Begin again with the problem of iterated exponentiation to base $b=\sqrt2$. If you start with some value smaller than $x_0 \lt 4$ you arrive at $x_\infty=t_0=2$:

$ \quad \qquad \displaystyle x_0=1.1 \\ \quad \qquad x_k = b ^{x_{k-1}} \qquad \qquad \text{ where } b=\sqrt 2\\ \quad \qquad \lim_{k \to \infty} x_{k+1}=x_k=t_0=2 $

so we might call $t_0=2$ a "fixpoint" of that iterated operation, and because from all initial values (in a certain interval) it arrives at the same fixpoint, we call it an "attracting" fixpoint.

For instance

$ \quad \qquad \displaystyle x_0=5.3 \\ \quad \qquad x_k = b ^{x_{k-1}} \\ \quad \qquad \lim_{k \to \infty} x_{k+1}= \infty $

begins outside that interval and the iteration diverges to $\infty$

But if some value is a fixpoint for an operation, then it should also be the fixpoint of the reverse operation, thus we might look at

$ \quad \qquad \displaystyle x_0=1.1 \\ \quad \qquad x_k = \log_b (x_{k-1}) \qquad \qquad \text{where} \log_b(\cdot) = \log(\cdot)/ \log(b) \text{ and } b=\sqrt2\\ \quad \qquad \lim_{k \to \infty} x_{k+1} =x_k= t_{-1} \qquad \qquad \text{ (=some complex value) } $

But now if you begin at $x_0=5.3$ then we find convergence

$ \quad \qquad \displaystyle x_0=5.3 \\ \quad \qquad x_k = \log_b (x_{k-1}) \\ \quad \qquad \lim_{k \to \infty} x_{k+1} =x_k= t_1 = 4 $
$\qquad \qquad $ (and the same for any value $2 \lt x_0 \le 4$)

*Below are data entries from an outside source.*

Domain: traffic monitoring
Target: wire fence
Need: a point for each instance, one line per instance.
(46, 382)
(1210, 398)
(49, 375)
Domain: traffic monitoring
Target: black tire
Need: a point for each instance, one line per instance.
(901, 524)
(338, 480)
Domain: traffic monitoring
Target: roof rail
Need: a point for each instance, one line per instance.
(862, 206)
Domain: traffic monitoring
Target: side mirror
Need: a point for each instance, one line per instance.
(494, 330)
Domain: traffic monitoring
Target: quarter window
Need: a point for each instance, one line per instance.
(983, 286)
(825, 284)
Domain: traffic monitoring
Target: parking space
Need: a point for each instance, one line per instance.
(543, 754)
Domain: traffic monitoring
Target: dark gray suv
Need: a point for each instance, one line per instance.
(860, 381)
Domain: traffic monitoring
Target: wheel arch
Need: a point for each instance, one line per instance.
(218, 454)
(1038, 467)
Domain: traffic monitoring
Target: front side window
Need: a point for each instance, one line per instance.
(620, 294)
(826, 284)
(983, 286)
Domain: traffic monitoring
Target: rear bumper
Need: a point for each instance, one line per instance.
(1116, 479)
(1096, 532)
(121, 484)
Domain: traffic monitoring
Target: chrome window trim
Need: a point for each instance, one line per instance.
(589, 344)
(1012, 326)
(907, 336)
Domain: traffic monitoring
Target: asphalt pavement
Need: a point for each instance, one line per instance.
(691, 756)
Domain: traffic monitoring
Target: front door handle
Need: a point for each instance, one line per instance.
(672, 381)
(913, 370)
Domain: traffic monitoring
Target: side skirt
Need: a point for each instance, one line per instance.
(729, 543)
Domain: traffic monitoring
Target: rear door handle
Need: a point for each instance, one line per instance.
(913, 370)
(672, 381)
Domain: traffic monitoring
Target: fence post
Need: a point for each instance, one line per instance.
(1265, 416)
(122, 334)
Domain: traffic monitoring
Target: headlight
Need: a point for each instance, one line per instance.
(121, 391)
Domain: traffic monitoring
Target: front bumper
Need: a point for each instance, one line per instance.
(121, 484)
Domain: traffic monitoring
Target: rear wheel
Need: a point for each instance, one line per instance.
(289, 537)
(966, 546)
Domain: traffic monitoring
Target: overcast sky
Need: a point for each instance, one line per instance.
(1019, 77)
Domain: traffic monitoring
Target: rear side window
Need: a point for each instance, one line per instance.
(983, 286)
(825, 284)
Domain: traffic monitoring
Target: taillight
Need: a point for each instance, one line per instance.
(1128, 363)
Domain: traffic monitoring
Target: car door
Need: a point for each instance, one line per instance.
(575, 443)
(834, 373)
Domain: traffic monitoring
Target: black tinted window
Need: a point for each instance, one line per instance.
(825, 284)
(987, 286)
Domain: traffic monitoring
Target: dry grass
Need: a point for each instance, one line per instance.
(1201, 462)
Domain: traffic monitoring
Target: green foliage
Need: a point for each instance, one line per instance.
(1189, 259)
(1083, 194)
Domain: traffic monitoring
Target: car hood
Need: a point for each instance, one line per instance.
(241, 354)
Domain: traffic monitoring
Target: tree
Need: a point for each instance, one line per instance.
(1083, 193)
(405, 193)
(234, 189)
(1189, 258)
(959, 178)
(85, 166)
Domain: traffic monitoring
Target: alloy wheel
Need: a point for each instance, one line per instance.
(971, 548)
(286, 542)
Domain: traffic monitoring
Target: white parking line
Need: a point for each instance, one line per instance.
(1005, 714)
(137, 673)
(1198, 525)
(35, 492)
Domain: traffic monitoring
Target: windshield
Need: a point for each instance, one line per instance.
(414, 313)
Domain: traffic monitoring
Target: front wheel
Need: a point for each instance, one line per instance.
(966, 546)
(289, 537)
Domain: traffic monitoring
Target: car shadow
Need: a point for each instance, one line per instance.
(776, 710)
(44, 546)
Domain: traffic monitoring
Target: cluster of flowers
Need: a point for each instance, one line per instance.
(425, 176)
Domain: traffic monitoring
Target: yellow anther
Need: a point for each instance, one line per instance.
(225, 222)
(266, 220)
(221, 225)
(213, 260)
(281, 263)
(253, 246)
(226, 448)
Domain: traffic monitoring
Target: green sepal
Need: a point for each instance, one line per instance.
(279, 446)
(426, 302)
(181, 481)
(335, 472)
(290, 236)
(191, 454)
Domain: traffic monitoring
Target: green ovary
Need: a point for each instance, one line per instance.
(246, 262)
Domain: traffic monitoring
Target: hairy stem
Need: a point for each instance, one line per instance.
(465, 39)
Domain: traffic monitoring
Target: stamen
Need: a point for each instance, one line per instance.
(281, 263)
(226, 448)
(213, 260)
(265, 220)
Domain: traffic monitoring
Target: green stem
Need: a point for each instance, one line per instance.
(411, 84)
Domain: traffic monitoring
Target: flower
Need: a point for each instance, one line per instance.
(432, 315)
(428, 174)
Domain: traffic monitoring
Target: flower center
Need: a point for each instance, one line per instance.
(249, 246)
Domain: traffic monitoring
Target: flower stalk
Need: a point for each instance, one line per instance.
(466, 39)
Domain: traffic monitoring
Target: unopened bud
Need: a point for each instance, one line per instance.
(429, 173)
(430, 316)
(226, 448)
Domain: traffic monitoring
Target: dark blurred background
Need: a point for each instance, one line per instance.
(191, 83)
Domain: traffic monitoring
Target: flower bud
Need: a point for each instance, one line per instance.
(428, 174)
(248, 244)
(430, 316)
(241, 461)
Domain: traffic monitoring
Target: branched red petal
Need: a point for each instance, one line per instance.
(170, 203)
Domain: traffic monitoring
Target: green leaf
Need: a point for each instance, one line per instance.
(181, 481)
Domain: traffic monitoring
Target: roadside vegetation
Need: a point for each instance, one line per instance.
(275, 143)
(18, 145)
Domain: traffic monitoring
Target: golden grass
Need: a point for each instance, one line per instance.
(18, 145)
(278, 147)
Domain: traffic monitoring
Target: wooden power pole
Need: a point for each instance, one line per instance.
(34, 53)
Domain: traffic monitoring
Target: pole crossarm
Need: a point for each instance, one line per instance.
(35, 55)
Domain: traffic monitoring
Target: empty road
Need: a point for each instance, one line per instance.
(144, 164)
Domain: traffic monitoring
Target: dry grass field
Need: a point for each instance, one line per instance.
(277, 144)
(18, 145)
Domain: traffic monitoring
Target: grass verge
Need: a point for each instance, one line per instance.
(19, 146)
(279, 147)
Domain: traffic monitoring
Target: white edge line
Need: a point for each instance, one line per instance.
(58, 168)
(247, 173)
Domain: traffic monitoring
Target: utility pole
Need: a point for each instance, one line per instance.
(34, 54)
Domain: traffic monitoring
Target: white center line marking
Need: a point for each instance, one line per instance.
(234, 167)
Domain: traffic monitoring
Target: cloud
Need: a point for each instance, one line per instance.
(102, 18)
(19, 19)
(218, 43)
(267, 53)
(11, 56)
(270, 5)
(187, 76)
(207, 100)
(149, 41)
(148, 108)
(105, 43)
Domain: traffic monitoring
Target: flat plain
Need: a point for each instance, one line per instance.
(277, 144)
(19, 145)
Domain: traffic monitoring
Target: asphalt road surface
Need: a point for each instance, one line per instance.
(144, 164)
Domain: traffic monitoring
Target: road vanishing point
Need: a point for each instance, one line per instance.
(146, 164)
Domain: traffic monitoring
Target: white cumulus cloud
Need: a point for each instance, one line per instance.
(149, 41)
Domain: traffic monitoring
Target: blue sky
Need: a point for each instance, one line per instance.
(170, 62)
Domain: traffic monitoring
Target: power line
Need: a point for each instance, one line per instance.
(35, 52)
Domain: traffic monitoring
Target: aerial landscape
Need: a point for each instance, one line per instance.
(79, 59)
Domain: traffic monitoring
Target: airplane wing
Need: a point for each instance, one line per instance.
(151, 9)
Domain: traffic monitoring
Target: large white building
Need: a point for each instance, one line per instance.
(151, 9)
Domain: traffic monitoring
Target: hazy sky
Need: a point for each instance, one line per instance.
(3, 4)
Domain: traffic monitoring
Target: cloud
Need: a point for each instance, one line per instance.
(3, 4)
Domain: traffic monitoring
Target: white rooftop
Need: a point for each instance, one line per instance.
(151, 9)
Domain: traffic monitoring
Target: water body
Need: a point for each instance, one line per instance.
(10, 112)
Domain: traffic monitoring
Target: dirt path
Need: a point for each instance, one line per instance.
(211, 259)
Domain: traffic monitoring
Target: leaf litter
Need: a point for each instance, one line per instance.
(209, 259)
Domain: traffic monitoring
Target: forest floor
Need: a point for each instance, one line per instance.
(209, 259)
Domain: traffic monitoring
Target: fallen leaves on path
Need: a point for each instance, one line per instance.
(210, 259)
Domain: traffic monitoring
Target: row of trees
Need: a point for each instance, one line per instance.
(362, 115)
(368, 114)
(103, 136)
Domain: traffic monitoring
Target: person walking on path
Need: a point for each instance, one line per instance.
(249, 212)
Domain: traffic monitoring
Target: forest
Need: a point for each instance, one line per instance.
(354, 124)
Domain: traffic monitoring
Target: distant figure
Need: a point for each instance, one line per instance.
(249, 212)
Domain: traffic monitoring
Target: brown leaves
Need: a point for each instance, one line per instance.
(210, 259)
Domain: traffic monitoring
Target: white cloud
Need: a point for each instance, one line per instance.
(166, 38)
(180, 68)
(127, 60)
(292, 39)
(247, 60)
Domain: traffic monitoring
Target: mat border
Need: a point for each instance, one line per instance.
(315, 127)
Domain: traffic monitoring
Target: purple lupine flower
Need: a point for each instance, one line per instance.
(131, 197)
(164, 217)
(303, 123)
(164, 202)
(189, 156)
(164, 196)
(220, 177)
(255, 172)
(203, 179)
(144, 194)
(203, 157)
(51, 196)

which is obviously "attracting" for the reverse operation in an interval in which the original operation has a divergent trajectory.

If in a third view we modify $x_0$ only the slightly least bit around $t_1$ then the original operation runs away from $4$, and so we might introduce the name "$t_1=4$ is a repelling fixpoint".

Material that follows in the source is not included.